Tudo levava a crer que com a Operação Lava Jato o Brasil fosse
passado a limpo, dentro da legalidade. Forjamos a esperança de que
surgiriam, depois do devido processo, outros "bandidos quadrilheiros da
república" (expressão usada no julgamento do mensalão por ministros do
STF). Mas mirando bem de perto algumas das ideias disparatadas
defendidas por Sérgio Moro, invadiu-me o pressentimento de que ele não
oferece nenhuma garantia para a nação de que todo seu hercúleo trabalho
esteja sendo feito dentro das regras do Estado de Direito. A continuar
com ideias tão alopradas, ele pode se transformar na mesma decepção
gerada pela seleção brasileira de 2014.
Estou com a sensação de que se encontram em fogo brando novas
travessuras como as das Operações Castelo de Areia e Satiagraha, que
foram declaradas nulas pela Justiça, deixando na impunidade criminosos
de colarinho branco altamente perniciosos para os interesses nacionais. A
ideia de estabelecer a prisão como regra (sic), logo após a sentença de
primeiro grau (como se o juiz fosse Deus e não errasse), viola a
Constituição brasileira (a presunção de inocência) e preocupantemente
restabelece o espírito fascista do Código de Processo Penal de 1941,
redigido durante o Estado Novo de Getúlio Vargas.

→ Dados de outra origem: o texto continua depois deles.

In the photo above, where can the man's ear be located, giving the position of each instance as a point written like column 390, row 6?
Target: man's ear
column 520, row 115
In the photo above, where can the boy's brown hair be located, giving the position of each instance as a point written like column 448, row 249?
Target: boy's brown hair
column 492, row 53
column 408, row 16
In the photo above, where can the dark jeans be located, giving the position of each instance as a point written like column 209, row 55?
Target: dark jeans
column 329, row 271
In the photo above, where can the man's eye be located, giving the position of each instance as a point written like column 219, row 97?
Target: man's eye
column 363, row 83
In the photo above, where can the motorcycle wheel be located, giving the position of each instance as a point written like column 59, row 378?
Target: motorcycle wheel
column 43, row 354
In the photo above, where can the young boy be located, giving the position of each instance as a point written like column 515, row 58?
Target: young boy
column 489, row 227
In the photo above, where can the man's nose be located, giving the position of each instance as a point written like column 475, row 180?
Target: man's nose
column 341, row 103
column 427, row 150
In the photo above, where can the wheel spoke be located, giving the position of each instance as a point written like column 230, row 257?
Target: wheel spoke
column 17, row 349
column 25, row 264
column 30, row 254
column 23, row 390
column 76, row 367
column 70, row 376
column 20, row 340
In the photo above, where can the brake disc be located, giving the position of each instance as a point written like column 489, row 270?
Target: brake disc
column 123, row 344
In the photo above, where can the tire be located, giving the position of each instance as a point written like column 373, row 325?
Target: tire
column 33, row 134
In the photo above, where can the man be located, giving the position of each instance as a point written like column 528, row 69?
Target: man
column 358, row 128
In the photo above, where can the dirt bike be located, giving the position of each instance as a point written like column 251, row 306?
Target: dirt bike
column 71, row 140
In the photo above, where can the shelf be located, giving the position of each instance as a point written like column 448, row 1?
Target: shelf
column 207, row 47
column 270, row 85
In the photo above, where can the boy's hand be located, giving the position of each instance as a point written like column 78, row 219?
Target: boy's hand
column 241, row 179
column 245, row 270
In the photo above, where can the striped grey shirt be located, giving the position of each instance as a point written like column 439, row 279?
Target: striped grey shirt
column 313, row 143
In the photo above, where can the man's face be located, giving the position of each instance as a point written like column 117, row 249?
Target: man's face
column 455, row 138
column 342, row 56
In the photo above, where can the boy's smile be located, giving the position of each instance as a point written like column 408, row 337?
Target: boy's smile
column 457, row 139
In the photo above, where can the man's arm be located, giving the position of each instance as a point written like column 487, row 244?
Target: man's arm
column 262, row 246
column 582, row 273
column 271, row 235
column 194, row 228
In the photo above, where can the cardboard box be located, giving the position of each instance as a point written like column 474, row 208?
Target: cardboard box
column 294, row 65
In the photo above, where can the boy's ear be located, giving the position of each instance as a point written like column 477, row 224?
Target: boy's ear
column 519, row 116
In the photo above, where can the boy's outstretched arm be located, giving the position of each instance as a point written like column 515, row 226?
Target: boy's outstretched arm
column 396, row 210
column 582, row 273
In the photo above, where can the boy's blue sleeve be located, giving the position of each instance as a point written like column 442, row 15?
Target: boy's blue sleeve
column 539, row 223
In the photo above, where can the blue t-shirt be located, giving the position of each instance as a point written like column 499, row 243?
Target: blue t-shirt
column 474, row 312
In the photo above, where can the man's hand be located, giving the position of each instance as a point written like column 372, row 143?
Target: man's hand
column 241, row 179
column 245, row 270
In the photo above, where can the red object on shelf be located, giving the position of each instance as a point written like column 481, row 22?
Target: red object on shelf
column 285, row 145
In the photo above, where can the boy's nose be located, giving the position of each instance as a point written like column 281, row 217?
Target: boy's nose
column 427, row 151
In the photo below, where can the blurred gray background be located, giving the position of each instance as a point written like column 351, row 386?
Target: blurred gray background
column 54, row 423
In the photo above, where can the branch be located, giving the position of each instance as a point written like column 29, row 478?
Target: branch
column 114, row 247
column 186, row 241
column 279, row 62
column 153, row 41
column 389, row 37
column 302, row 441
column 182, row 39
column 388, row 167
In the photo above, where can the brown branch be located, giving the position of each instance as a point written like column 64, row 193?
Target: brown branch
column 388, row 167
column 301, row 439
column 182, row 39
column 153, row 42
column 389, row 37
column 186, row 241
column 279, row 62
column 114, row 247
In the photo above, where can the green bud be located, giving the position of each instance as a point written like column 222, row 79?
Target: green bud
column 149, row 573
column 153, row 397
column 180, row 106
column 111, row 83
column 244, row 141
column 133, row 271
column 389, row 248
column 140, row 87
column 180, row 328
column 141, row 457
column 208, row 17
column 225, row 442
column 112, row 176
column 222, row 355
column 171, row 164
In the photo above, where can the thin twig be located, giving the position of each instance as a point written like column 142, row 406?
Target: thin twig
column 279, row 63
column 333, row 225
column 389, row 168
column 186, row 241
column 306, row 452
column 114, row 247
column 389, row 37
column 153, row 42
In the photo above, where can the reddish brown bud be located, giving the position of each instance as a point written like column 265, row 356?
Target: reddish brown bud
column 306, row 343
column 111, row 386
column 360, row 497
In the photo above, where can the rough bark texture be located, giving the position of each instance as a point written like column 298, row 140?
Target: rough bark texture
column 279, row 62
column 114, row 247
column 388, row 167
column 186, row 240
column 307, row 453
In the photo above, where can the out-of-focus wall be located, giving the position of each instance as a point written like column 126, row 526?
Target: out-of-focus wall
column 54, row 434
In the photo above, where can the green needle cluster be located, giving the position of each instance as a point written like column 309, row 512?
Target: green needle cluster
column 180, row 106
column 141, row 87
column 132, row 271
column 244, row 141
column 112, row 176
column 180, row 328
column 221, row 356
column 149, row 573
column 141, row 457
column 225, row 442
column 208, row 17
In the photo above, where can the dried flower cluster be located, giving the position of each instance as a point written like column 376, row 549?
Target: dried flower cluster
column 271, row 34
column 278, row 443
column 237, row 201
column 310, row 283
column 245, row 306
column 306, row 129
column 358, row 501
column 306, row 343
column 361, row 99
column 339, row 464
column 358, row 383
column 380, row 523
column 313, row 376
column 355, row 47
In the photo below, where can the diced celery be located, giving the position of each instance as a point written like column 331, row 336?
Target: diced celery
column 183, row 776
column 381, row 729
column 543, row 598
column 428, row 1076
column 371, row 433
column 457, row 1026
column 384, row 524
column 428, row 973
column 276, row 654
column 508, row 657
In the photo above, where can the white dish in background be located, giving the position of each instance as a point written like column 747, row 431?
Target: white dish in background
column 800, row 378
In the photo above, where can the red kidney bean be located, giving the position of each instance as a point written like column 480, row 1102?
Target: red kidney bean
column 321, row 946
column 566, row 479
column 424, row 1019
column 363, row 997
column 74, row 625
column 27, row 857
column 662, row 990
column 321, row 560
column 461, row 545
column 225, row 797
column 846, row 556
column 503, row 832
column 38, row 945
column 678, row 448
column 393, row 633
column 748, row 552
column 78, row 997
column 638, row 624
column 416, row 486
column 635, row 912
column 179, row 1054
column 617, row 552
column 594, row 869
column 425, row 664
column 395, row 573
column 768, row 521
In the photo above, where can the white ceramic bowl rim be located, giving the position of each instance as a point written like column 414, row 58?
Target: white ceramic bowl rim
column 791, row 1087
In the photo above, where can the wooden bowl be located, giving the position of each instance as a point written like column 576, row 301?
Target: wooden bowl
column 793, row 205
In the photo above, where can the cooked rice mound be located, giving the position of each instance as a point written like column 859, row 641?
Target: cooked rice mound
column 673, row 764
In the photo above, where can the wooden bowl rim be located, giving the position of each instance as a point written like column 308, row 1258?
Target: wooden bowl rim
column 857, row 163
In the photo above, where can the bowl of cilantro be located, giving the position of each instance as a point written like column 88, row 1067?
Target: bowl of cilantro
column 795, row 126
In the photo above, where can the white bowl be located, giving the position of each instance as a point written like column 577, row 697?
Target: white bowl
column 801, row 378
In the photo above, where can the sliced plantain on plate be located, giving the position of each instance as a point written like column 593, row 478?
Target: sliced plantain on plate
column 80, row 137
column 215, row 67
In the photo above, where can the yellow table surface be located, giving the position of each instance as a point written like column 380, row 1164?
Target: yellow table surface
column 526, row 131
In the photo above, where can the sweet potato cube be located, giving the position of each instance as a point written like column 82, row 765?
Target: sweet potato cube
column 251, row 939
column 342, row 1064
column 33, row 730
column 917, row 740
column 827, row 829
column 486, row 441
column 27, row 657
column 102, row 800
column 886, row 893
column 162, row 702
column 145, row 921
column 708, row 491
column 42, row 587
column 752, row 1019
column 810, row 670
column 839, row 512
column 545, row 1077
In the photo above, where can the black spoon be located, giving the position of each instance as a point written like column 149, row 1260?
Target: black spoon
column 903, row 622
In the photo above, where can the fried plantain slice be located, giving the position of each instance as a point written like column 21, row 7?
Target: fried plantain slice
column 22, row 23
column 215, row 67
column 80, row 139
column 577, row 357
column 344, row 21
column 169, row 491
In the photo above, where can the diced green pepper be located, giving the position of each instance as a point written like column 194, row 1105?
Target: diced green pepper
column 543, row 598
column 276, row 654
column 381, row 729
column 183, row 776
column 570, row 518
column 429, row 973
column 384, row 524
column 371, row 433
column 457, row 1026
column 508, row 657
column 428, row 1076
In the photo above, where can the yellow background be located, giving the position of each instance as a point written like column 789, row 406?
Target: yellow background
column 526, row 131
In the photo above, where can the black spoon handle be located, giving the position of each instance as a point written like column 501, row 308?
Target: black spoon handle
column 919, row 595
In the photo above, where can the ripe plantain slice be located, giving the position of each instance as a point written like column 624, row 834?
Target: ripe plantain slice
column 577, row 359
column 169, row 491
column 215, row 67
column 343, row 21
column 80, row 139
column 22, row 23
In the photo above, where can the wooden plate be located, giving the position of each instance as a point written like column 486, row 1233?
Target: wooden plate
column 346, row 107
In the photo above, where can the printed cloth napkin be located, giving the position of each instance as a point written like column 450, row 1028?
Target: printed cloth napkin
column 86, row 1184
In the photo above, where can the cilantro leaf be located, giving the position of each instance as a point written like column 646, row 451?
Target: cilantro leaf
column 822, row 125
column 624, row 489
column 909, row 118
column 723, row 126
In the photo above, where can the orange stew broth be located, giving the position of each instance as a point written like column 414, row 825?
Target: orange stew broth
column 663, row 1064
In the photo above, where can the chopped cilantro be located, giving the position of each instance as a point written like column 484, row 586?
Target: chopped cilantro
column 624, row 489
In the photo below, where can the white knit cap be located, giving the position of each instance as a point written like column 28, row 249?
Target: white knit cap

A milenar Inquisição inteiramente reformatada com o Malleus
Maleficarum de 1487 (obra dos padres Krämer e Sprenger) já saiu do
ordenamento jurídico brasileiro, mas muitos juízes e doutrinadores não
saíram de dentro dela. A forma mentis inquisitiva está impregnada nas
almas de ideias torquemadas, em pleno século XXI. Umberto Eco, com toda
razão, disse que ainda não acertamos todas as nossas contas com a Idade
Média. Nada mais verídico e entristecedor.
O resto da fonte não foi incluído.